We were plunged onto the turbulence of overwhelming city traffic once again, so we turned away from the water and made our way into what had once been the Jewish Quarter and on into the core of the Old Town. We spent over an hour admiring several buildings including the Old Princely Court Church and the New St. George’s Church, as well as a former inn that once housed merchants who travelled from far afield to bring produce and other goods to Bucharest.
By mid-afternoon we were starting to get a little peckish, so we thought we’d try our luck getting a table at the Bucharest’s oldest beer house, the Caru’ cu Bere. We knew that reservations were recommended, but as it was just after 3:00pm, we thought we might squeeze in between the lunch and dinner crowds. It has the energy of the famous Hofbrauhaus in Munich, but was even more richly decorated inside.
We could see a few vacant tables here and there so we were very much surprised when the hostess took us down a flight of stairs to a large basement room.

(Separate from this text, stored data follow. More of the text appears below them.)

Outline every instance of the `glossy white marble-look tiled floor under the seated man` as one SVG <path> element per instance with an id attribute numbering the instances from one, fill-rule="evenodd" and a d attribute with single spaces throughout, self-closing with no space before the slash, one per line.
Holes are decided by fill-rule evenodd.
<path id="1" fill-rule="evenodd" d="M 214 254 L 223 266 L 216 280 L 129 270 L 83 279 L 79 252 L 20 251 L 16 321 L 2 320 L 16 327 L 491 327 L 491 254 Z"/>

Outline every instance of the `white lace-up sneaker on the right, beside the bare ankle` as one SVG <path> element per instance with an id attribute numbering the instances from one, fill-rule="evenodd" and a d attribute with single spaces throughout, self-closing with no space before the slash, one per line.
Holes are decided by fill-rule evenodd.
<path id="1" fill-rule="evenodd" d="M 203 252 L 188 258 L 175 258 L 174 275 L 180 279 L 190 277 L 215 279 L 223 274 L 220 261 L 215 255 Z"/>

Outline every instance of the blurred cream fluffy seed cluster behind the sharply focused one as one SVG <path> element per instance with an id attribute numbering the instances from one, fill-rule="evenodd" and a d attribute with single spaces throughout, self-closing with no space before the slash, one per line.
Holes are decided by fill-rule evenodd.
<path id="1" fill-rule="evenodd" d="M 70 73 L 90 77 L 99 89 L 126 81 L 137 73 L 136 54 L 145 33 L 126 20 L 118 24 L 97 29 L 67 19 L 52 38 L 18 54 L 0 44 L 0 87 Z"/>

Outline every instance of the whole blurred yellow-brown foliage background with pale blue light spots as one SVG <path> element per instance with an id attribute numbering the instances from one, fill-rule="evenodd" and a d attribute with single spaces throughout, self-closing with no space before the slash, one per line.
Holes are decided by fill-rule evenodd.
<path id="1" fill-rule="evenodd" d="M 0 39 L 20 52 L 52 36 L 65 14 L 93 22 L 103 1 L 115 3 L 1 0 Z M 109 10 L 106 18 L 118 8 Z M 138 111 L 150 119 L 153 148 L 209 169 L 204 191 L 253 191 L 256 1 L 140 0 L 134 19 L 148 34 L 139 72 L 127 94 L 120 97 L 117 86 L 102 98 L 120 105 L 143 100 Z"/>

We hadn’t come to be separate from all the action, so we abandoned the table and when back upstairs to speak to the woman managing the seating arrangements. I explained that this was our first visit and we would prefer to be seated on the main floor. She found us a pleasant table but we had to assure her we wouldn’t say longer than two hours, as the table was reserved for guests coming at 5:00pm. No problem.
While we waited for our food to arrive, we enjoyed a small loaf of dark bread together with some refreshing drinks. I ordered the cabbage rolls again (just to compare with those from La Mama) and for the life of me, I can’t remember what Anil ordered. It was all good, as salty as all the other food we’d eaten in Romania, and very sleep-inducing. We headed back to our apartment and had a well-deserved rest after all our time on our feet.
We had a quiet evening as we knew we would have to be up early for our train to Brasov the following morning. I was able to spend some significant time editing my photos, uploading them to my trip journal and doing some of the writing before I got too very far behind. Anil was happy to stick his nose in a book.